Kemrite Reflects on Career on Liberty’s Basketball Team
In the summer of 2013, a wide-eyed freshman walked on the campus of Liberty University as a student-athlete for the first time. Feeling fortunate enough just to be playing college basketball, Ryan Kemrite could have never predicted the impact he would make on Liberty’s basketball program over the next five years.
Kemrite, a fifth-year senior, is originally from Conroe, Texas, a small community located just north of Houston. Throughout his high school years, he was homeschooled and played basketball at SATCH (Sports Association of Texas for Christian Homeschoolers), an organization developed for homeschooled athletes to play competitive school sports.
“Liberty was my only Division I offer, or any offer at any level,” Kemrite said. “To be able to come into a place that I was lucky just to be a part of and then lucky enough to play and then lucky enough to win – I would have never thought I would have achieved or done any of the things I’ve done.”
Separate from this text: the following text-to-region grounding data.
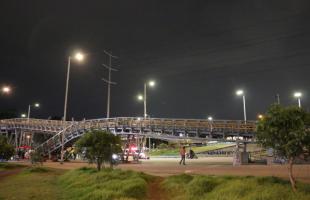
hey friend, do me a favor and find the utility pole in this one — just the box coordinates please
[275,94,280,104]
[102,50,118,118]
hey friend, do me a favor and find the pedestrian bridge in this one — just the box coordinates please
[0,117,256,155]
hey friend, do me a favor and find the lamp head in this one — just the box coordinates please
[236,90,244,96]
[2,86,11,94]
[137,95,143,101]
[74,52,84,61]
[294,92,302,98]
[148,80,155,87]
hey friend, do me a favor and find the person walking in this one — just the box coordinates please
[179,146,186,165]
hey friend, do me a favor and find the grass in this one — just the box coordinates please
[150,143,233,156]
[1,163,310,200]
[0,162,25,170]
[162,175,310,200]
[59,167,152,200]
[0,166,65,200]
[0,166,152,200]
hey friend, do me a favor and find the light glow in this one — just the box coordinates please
[148,80,155,87]
[294,92,302,98]
[74,52,84,61]
[137,94,143,101]
[236,90,244,96]
[2,86,11,94]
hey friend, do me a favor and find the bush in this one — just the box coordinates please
[59,168,151,200]
[162,175,310,200]
[0,135,14,160]
[158,143,168,149]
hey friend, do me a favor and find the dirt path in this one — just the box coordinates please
[10,158,310,183]
[147,177,167,200]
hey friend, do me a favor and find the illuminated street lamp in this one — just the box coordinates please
[258,114,264,120]
[137,94,143,101]
[21,113,27,118]
[26,135,31,146]
[138,80,156,118]
[293,92,302,108]
[61,51,85,164]
[28,102,40,119]
[1,86,11,94]
[207,116,213,132]
[63,51,85,122]
[236,89,247,123]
Having been part of the program since 2013, Kemrite experienced a lot of losing early on in his college career. In his first three years at Liberty, the team lost at least 19 games each season. In his final two years, however, the team enjoyed 20 back-to-back win campaigns, culminating in an improbable run to the Big South Conference championship game last month.
After upsetting No. 1-ranked UNC Asheville on their home court, Liberty had a chance to square off with rival Radford in the conference championship game, with a trip to the NCAA Tournament on the line. The game, which was played at Radford’s Dedmon Center and was featured on ESPN, was a closely contested affair throughout.
In the closing seconds, however, Radford guard Carlik Jones hit a heart-breaking three-pointer as time expired to send the Highlanders to the dance and Liberty home.
Kemrite had never been so close to achieving the ultimate goal of every mid-major basketball player in the nation: competing in the NCAA Tournament. As he watched Radford celebrate, he knew that dream would never come true.
“It was my last chance, I don’t get another shot,” Kemrite said.
Despite falling short to Radford, Kemrite said he was lucky to experience a successful 2017-18 season.
“For me to be a part of building a foundation at Liberty, that’s more important to me than any accolades that I can have,” Kemrite said. “I just count it a blessing to be able to be a part of this and to find a place that really believed in me and really tried to encourage me to go for my biggest goals.”
It is that kind of humble attitude that has endeared Kemrite to coaches, teammates and Liberty fans. In fact, after the loss, he concerned himself with how some of the younger players on the team – guys he would no longer be playing with – can learn and grow from a defeat of that nature.
“I had the opportunity to lose a lot,” Kemrite said. “How you handle losing tells a lot about your character, and that’s good that the young guys got to be a part of something that would test them and try them and make them stronger in the end.”
Kemrite would admit, as the old proverb goes, that it takes a village to raise a child. And although he was far from a child when he first crossed paths with coach McKay, he is profoundly thankful for the impact of his coach on his life.
“It’s hard to find sometimes in the college ranks, a staff from top to bottom that believes in you and wants you to succeed and has your best interest at heart no matter what,” Kemrite said. “And that’s something that McKay and the rest of the staff have really brought to Liberty.”
In addition to being team captain, Kemrite accomplished major feats on the court as well. Not the least of those is setting school records for career three-pointers made (258) and career three-point field goal percentage (43.0), according to libertyflames.com. Liberty has never had a better shooter from beyond the arch.
As with all good things, however, Kemrite’s college career must come to an end. After five years at Liberty, Kemrite will be graduating in May with an M.B.A in Finance and will be putting his playing days behind him. Upon graduation, he will start work as a Forensic Accountant for a firm in Miami, Florida.
As for what he wants to be remembered for, he hopes it will be for things much bigger than the game of basketball.
“I want to leave a personal impact with people, that whether I’m here or not ten years from now, they’ll remember me as a great teammate, a hard worker and someone who really cared and invested in them,” Kemrite said.